The second aspect was an equally disappointing one. It is the damage done to the heart-winning image of peaceful protest demonstrated by Aragalaya over the last four weeks or so. It won international admiration as an exemplar of peaceful protest. The behaviour of some of the defenders to pay back the attackers with the same coin had tarnished that image. Tissarani Gunasekera’s “The End” captures this sentiment quite eloquently.
However, while the 225 parliamentarians are quibbling inconclusively to find a break through to the current impasse, events outside the Parliament had sent a clear message that the entire regime with its president must quit. “Gota-Go-Home” and “No 225” are simple and very clear in their meanings. The resignation of MR and his Cabinet, and measures to form an all-party interim government should ultimately end in the removal of GR. Without his resignation or removal Aragalaya’s mission will not be complete. The systemic change that it demands politically as well as economically is not possible by keeping one of the Rajapaksas at the helm.
It appears that even the saffron brigade would like to have him continue as President, because they see in him the embodiment of Sinhala Buddhist nationalism. The brigade still fails to realise that it is this ruinous philosophy that provided a safety valve to cover all the misdeeds committed by ruling regimes since 1948. Rajapaksa regime topped the record.
While pretending to protect Buddhist Sasana, it systematically bankrupted the economy through reckless mismanagement. What happened to the virtuosity that supposed to have been injected by the saffron brigade to bring splendour and prosperity? As that great scholar monk Walpola Rahula stated in his Sathyodaya, sasana is protected not by any government or the sangha but by the ordinary believers in Buddhism through their sincere adherence to the principles of Buddha’s teachings. The new generation wants to keep members of the sangha away from playing political games.

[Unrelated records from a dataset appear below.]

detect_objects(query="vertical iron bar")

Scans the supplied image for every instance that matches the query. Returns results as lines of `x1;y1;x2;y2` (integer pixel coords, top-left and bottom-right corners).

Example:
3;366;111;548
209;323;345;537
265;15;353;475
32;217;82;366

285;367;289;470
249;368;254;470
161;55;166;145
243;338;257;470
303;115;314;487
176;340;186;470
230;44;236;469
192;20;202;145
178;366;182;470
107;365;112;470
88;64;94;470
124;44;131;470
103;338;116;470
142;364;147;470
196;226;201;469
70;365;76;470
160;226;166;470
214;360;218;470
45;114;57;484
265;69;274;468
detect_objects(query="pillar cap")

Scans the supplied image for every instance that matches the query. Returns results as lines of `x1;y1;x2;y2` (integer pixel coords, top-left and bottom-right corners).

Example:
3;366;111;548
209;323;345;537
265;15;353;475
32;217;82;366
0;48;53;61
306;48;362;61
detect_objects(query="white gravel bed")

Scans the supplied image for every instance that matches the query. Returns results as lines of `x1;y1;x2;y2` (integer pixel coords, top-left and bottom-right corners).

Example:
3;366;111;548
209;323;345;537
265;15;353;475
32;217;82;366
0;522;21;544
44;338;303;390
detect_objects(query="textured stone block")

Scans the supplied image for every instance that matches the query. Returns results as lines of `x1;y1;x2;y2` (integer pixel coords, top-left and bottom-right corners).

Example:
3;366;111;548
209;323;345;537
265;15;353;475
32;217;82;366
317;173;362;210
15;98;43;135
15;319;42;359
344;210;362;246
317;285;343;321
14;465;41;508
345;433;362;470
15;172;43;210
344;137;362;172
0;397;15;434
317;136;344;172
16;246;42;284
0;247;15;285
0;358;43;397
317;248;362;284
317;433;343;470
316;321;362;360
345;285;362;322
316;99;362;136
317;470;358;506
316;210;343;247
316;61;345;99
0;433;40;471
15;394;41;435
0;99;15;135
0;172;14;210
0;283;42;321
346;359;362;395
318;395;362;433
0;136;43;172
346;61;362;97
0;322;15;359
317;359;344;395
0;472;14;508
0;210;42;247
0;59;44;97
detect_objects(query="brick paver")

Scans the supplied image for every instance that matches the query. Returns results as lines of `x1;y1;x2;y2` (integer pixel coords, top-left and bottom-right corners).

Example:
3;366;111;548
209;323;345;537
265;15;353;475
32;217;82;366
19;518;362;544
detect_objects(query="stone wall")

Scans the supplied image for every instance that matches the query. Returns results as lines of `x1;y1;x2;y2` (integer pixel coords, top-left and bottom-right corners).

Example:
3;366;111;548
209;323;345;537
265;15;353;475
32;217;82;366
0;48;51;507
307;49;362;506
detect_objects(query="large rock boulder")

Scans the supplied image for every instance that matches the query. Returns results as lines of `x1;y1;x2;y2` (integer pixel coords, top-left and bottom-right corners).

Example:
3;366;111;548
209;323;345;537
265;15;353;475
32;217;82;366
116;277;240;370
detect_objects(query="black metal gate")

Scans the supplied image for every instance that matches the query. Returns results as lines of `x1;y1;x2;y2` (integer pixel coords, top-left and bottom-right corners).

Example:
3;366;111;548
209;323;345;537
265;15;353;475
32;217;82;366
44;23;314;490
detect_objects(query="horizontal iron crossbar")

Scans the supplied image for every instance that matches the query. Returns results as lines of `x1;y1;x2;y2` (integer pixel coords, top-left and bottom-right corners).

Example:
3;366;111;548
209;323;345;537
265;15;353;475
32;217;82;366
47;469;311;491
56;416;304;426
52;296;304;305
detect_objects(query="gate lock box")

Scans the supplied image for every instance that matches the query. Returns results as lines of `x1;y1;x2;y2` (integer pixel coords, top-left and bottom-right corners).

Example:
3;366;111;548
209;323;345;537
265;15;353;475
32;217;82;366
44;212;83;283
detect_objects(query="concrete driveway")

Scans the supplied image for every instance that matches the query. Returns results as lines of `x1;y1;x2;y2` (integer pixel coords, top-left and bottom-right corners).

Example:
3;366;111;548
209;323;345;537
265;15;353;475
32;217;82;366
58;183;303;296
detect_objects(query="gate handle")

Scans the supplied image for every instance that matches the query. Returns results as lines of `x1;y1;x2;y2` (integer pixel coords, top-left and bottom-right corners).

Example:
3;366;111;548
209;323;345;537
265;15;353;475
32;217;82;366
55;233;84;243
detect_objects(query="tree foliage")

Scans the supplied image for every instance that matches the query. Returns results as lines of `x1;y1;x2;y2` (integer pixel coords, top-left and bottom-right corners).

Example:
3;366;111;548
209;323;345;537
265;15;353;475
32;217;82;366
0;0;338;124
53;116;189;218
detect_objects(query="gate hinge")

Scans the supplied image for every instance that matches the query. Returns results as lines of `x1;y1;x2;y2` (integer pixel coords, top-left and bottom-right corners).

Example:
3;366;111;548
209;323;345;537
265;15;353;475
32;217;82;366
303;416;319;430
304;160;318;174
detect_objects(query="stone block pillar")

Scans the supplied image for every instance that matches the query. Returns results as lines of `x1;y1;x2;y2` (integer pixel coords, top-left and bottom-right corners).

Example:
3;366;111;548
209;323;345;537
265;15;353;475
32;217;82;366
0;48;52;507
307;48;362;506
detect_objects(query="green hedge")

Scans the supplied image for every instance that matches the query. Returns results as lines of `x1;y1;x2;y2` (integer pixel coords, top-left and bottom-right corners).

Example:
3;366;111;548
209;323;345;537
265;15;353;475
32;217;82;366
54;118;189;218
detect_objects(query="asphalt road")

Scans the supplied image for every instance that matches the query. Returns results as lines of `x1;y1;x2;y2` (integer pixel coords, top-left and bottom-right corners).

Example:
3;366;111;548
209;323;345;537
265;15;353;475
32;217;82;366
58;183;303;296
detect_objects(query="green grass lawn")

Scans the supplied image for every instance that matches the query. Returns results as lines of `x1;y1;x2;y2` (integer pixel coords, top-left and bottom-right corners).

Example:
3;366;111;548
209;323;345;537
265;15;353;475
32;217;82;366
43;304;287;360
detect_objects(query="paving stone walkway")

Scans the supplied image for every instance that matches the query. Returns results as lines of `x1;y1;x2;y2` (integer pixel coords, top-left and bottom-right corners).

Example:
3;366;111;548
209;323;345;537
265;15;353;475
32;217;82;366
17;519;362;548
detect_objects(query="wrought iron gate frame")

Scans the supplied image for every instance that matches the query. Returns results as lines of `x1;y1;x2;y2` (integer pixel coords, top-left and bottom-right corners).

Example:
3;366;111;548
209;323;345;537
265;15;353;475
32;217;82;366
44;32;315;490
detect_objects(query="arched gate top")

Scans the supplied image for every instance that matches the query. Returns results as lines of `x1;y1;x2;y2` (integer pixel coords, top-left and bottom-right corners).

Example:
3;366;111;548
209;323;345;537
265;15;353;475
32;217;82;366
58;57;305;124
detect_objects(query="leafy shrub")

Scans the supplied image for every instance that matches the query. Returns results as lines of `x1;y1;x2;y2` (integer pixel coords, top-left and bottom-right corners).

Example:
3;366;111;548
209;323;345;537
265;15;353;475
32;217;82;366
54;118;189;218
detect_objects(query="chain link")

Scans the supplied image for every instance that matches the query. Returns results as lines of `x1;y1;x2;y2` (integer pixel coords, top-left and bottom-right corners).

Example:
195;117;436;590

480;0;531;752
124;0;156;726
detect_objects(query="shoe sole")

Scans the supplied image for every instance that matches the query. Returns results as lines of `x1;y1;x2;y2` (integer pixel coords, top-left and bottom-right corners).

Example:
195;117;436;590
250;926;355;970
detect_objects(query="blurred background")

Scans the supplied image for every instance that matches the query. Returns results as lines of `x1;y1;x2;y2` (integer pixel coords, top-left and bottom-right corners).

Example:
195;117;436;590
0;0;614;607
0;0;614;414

The Opposition parties are playing a dangerous game by delaying an interim solution to the political stalemate. No one knows what negotiation is taking place between GR and the military. If the impasse continues one may witness a Myanmar type solution engineered by GR, which would certainly worsen the economic situation. As soon as GR came to power he purposely and strategically planted the military in positions of civil administration. Having tasted some control over that sector already total control over it would not be a problem if an opportunity arises. GR may provide that opportunity if he were to remain while Opposition parties continue their quibbles. It is a dangerous game they are playing. Sooner GR goes better would be the environment for economic remedy.
(The writer is attached to Murdoch Business School, Murdoch University, Western Australia.)